「待ってる」
本気で驚いたり嬉しかったりする時って、声がでないものだったんだ。
どんなに頑張っても声がかすれて形にならず、私は頷くことだけで返事をした。
その後、いつの間にか並んでいたお客さんの応対を何とかこなして、レジを交代してもらう。

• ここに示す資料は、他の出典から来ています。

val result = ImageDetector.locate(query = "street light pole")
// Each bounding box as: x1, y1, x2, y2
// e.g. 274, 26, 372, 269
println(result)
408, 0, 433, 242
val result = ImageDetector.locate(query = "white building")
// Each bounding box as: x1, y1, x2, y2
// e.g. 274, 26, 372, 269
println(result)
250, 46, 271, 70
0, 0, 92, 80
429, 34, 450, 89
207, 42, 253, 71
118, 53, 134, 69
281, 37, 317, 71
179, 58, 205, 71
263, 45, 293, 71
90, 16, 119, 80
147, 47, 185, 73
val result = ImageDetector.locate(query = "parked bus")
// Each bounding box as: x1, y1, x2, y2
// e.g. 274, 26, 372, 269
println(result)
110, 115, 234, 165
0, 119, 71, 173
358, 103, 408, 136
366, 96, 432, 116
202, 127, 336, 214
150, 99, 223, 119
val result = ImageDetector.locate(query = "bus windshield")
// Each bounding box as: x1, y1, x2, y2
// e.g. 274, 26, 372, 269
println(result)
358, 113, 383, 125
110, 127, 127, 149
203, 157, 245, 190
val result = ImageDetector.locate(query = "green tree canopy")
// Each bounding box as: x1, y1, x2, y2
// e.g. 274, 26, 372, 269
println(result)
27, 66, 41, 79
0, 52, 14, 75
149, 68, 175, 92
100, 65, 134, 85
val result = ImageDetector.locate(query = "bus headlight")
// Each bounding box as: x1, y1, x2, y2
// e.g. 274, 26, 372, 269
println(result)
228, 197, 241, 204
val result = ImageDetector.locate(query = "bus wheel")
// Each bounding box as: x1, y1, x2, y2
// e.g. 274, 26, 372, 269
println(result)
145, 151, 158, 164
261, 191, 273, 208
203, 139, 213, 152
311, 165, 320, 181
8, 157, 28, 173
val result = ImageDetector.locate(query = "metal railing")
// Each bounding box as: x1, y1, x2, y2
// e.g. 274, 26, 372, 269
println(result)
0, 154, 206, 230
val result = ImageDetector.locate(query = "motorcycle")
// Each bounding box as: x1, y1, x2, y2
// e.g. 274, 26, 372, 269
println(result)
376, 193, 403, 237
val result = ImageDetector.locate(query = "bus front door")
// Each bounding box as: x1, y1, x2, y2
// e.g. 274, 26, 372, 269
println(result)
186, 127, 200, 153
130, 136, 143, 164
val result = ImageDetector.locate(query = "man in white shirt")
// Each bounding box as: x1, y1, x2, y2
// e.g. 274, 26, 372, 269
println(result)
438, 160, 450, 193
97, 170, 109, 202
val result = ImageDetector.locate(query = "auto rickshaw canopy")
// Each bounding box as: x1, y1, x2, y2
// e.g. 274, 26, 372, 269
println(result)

待ち構えていたようにやって来た茂くんには頭を下げた。
「ごめん。とにかく私からは話すこと何もないから」
「いいの? 今のままだと紗優ちゃんが悪者になってるよ」
なっていたとしても、草太くんの周りの人だけだ。
普段私と何の接点もない人たちに、なんて思われたって問題ない。
「いいの。それで草太くんが満足するなら」
「紗優ちゃん、俺は……」
「茂くん、私ね、気づいたの。本当に好きじゃない人と付き合ったってなんにもならない。私、草太くんが好きだって思ったよ? でも本当はそうじゃなかった。好きになれたらいいなって思ってるだけだった」
茂くんはぎこちない表情で私を見つめた。
「“好き”って努力してそう思うものじゃないんだよ。それに気づかず草太くんと付き合った私も悪いの。だからもういいのよ」
笑ってみせるとまだ何か言おうとしたけれど、私はそれを遮った。
「とにかく今日は忙しいから。ごめんなさい」
「紗優ちゃん!」
私は茂くんに手を振って事務所に入った。
その途端、カフェに居るはずの智くんのことが気になって仕方ない。
どうして急に会いに来てくれたの。
絵本まで買ってくれて。
新しいプロットを読んだの?
それだけで分かったの?
私の言いたいこと。
胸がはやる分だけ、動きがぎこちなくなるのはなぜなのか。
急いでいるつもりが逆にもたもたになりながら、なんとかタイムカードを押した。